Alexandre L’Heureux: Yes. Very strong organic growth that we are expecting in 2024 in range with transportation and property and building.

Yuri Lynk: Okay. That's great. I'll turn it over there. Thanks, guys.

Alexandre L’Heureux: Thank you.

Alain Michaud: Thank you, Yuri.

Operator: Thank you. We'll now take our next question. This is from the line of Jacob Bout from CIBC. Please go ahead.

Jacob Bout: Good morning.

Alexandre L’Heureux: Hello, Jacob.

Jacob Bout: My question is on -- just on your M&A pipeline. You had a very busy first half in '23, but it seems like the pace of M&A has slowed. And maybe just talk through that. I know it's lumpy, but lack of appropriate targets out there, factor valuation? Just maybe some thoughts there.

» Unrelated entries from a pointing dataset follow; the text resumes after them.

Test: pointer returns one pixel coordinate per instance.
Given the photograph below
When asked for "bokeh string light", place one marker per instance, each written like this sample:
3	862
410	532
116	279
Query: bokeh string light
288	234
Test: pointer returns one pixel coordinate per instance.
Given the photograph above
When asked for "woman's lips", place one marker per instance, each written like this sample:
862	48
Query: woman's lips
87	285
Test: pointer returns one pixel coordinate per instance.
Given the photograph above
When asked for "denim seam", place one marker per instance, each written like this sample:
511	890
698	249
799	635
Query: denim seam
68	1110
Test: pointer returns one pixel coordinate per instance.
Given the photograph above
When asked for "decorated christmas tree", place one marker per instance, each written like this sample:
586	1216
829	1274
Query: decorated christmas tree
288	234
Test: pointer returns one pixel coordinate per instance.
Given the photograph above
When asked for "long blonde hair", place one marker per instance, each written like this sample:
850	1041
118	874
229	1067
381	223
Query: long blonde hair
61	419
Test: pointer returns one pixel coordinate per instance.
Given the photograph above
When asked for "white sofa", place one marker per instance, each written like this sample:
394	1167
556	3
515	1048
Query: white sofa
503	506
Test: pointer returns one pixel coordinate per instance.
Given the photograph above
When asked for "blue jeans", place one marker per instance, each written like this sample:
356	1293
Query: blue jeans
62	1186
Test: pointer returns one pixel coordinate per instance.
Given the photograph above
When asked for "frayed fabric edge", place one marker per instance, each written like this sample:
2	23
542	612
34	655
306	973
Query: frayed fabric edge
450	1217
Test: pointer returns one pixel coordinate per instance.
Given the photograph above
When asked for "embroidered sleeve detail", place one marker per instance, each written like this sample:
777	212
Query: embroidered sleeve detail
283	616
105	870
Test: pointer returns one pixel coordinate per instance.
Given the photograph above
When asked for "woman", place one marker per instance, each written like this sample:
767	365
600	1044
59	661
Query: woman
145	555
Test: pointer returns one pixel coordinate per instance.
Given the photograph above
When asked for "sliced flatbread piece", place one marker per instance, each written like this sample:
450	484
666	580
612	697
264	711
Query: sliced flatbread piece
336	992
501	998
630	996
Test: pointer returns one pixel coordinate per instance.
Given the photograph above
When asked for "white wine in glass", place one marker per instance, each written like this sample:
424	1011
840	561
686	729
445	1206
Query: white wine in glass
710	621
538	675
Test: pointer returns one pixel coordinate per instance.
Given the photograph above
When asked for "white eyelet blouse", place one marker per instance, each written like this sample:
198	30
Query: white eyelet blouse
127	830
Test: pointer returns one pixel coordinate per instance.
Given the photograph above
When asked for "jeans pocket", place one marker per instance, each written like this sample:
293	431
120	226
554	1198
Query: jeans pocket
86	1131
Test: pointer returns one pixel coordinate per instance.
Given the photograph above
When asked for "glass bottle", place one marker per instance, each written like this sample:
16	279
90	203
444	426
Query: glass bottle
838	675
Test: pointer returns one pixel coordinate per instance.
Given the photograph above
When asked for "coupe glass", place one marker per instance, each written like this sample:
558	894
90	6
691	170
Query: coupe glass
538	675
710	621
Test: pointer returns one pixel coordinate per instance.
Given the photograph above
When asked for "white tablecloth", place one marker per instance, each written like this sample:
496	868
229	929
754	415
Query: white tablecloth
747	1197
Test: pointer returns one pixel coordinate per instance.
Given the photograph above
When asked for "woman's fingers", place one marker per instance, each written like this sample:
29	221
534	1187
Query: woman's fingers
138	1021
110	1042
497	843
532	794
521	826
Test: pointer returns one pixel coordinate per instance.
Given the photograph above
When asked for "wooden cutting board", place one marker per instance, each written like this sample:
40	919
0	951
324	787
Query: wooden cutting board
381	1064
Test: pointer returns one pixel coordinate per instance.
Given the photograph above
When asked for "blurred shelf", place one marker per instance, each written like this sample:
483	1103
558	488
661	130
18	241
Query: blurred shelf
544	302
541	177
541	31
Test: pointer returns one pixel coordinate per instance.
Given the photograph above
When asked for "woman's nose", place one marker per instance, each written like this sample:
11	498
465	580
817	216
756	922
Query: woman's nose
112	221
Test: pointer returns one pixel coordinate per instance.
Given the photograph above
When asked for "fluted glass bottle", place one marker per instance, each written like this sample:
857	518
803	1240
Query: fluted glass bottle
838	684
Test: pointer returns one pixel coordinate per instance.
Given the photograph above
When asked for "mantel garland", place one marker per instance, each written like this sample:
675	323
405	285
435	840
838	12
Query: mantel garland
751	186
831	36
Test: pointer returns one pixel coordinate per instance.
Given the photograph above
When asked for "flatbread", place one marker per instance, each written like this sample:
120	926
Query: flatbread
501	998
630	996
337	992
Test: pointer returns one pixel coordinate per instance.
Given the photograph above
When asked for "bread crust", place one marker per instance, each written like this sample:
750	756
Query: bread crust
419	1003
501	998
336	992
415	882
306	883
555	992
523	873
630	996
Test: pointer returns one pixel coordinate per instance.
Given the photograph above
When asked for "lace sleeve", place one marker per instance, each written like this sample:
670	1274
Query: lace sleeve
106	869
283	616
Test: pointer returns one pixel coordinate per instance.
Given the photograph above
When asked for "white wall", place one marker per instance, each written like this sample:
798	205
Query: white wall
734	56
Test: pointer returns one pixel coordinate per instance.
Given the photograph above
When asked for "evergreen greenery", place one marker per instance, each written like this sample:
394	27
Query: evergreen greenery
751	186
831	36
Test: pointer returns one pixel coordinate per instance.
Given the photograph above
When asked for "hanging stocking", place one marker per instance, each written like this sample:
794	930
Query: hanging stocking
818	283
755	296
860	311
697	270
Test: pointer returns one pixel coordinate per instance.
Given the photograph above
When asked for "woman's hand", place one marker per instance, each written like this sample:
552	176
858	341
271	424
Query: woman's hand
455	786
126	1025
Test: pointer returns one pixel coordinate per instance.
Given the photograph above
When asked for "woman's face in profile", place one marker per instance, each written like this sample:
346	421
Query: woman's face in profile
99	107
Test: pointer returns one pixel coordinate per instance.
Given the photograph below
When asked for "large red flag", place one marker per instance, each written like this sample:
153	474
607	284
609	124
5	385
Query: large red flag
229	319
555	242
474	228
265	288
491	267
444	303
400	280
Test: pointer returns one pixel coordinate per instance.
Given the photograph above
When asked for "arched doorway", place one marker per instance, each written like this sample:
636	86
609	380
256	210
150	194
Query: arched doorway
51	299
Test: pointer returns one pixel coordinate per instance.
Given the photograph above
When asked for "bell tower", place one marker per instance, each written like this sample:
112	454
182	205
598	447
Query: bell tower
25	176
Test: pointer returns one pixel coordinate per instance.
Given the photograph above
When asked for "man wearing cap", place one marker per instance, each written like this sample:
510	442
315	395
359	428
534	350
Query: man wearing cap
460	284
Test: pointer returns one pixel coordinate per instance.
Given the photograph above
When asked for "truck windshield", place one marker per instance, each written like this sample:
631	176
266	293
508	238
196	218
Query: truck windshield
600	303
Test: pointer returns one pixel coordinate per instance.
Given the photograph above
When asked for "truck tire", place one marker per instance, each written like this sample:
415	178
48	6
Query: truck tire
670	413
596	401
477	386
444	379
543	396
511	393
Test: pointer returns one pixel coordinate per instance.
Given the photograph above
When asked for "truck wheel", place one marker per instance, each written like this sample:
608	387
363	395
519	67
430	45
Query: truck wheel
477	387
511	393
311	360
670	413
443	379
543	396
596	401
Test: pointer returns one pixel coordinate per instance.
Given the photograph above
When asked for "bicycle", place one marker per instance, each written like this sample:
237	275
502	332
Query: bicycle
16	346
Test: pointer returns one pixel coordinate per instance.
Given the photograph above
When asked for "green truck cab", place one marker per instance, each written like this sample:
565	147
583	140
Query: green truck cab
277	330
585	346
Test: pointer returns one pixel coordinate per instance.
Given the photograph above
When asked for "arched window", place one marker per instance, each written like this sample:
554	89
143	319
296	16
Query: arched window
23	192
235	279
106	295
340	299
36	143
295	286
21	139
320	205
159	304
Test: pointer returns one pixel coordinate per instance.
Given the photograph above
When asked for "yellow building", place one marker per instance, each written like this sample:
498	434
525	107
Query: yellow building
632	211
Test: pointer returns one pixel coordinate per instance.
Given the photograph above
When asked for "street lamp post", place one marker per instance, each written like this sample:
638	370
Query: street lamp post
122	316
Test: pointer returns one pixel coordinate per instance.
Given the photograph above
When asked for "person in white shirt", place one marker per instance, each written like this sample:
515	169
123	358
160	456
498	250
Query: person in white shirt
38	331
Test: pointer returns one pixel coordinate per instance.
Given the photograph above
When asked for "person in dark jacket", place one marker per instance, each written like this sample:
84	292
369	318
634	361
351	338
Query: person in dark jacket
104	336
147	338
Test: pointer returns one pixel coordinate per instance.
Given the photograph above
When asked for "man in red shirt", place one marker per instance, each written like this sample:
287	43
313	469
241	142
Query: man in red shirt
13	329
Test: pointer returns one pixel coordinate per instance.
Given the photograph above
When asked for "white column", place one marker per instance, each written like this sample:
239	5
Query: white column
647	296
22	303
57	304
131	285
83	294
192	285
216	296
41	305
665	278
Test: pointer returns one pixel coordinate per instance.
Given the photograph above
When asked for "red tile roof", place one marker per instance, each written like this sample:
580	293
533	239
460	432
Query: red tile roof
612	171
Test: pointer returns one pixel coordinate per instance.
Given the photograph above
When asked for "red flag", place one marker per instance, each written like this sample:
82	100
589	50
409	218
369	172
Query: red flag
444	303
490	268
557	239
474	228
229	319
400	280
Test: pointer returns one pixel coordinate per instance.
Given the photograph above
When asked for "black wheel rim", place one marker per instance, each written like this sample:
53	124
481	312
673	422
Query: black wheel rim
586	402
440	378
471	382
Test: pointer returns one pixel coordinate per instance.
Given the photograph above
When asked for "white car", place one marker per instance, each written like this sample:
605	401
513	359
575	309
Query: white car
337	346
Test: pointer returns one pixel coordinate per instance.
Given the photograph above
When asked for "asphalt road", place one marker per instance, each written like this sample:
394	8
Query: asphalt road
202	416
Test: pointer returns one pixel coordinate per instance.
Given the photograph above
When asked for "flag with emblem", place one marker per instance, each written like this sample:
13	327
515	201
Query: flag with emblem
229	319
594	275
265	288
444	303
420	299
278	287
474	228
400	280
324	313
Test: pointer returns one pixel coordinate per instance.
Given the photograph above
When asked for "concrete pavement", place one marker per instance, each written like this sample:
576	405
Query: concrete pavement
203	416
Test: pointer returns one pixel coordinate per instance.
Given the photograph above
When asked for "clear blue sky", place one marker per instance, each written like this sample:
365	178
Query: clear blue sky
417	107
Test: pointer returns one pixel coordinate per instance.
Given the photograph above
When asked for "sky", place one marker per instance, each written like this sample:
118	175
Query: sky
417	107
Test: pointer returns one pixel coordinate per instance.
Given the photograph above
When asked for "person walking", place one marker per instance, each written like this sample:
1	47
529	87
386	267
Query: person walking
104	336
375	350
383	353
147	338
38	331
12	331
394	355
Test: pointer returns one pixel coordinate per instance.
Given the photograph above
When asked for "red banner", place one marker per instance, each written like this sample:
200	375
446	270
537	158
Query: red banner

Alexandre L’Heureux: No, no, absolutely not. I think it's not about the weak pipeline or the weak backlog of potential acquisitions. As I just described, I think we -- in the course of the last 18 months, four months, we completed two very significant acquisitions, one being in a partnership with 3,000 shareholders, another one, a carve-out from a publicly listed company on the London Stock Exchange. That, Jacobs require a lot of work. We're very pleased with the performance of that sector. As I stated, our highest gross margin in our group. So we're feeling extremely good about it. But suffice to say that we needed attention and care, and we needed to deliver the good. It's one thing to write a check, but it's another to integrate 12,000 people into a group. So I feel we've worked very hard. And in parallel, completed last year caliber, which allowed us to enter a new market in Australia. And equally, we were able to complete a significant acquisition in Switzerland, which is now allowing us to be a tough tier player in the country. So I feel in parallel, we were busy, but I just didn't want us to be distracted and not delivered a good on the acquisition that we had completed. And as I stated, I feel now that we are at a point where our integrations have been successful. I'm pleased with the results. I'm very pleased with the leadership that we have in place. So we have a strong balance sheet. So now again, it's probably the time for us to start thinking about what the future may look like for us.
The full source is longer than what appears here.